4. The preparation method of the denitration and dioxin and VOCs integrated catalyst by the fractional precipitation method according to claim 1 is characterized in that: the precursor salts of cobalt, manganese and copper comprise nitrate and chlorate.

5. The preparation method of the denitration and dioxin and VOCs integrated catalyst by the fractional precipitation method according to claim 1 is characterized in that: the alkali liquor in the steps (2), (3) and (4) is NaOH, KOH or Na₂CO₃、K₂CO₃、NaHCO₃And KHCO₃The concentration of the alkali liquor is 1-10M.

6. The preparation method of the denitration and dioxin and VOCs integrated catalyst by the fractional precipitation method according to claim 1 is characterized in that: and (3) adjusting the pH value of the mixed suspension to 9-11 by adopting alkali liquor in the steps (2), (3) and (4), and standing the mixed suspension for 2-12 h.

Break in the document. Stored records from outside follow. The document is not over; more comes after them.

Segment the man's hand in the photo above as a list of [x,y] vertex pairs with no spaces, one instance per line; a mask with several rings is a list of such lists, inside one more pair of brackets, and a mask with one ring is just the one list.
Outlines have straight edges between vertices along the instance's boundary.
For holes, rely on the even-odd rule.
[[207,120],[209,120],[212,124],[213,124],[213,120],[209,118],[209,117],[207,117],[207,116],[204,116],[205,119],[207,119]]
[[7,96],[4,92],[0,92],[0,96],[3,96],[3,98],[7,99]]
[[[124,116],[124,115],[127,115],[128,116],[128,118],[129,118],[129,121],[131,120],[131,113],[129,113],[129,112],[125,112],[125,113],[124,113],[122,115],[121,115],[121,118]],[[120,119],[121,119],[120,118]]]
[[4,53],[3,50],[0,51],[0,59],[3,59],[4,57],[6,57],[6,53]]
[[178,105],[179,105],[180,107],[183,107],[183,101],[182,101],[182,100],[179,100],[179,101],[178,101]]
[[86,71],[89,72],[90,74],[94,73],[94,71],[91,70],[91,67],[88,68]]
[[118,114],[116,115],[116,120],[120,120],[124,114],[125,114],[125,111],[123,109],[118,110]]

7. The preparation method of the denitration and dioxin and VOCs integrated catalyst by the fractional precipitation method according to claim 1 is characterized in that: the drying temperature in the steps (2), (3) and (4) is 80-100 ℃.

8. The preparation method of the denitration and dioxin and VOCs integrated catalyst by the fractional precipitation method according to claim 1 is characterized in that: the roasting temperature in the steps (2) and (3) is 150 ℃.

9. The preparation method of the denitration and dioxin and VOCs integrated catalyst by the fractional precipitation method according to claim 1 is characterized in that: the roasting temperature in the step (4) is 300-450 ℃, and the roasting atmosphere is air.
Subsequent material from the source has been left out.